The case has landed in the Supreme Court, and if the arguments and questions posed before the court bear any reflection on the outcome, Trump will likely be allowed on the ballot in every state. Avid court watchers are keen to discover how broad the decision will be: i.e. was January 6 an insurrection, and did Trump participate, or can he be allowed on the ballot through some narrower reading? Regardless of how the Court slices the situation, I’m sure they will miss the essential mark, which is this: states have no place establishing the criteria for federal elections.

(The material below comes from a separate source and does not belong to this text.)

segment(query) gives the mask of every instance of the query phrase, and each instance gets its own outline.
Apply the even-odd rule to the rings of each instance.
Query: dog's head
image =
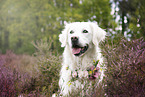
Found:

Several years ago I wrote about this fundamental flaw in our Constitution. The criteria for federal elections should be determined at a federal level, and should apply equally across all states. Every aspect of a federal election should be handled by the Federal Government, from the configuration of Congressional districts, to voter registration requirements, all the way down to distribution of polling places, voting hours, and absentee/drop-off regulations. Whether states decide to model their own election requirements on the federal model, even whether they hold their elections on the same date, is up to the states. But the criteria and requirement for voting for US Congressional Representatives, Senators, and the President, should be uniform across the entire country.

I’ve heard from folks — mostly from blue states — who think the idea is a good one so long as the voting requirements are generous. Although I support whatever voting rules enhance participation (it would be so simple to follow Hawaii’s lead with 100% mail-in voting and the highest voter participation in the nation). However, the concept of federal elections being regulated by federal standards should be in place regardless of what those particular standards are. If Congress enacts standards that are restrictive, they could be changed — nationally — by electing representatives who enact such changes. Regardless of specific voting regulations, the entire system would be fairer.

I look forward to learning how the Supreme Court rules on the Colorado case, if only from an intellectual perspective, because I’m convinced they are not going to address the underlying problem: that federal elections should be uniform, federally drafted, and federally implemented.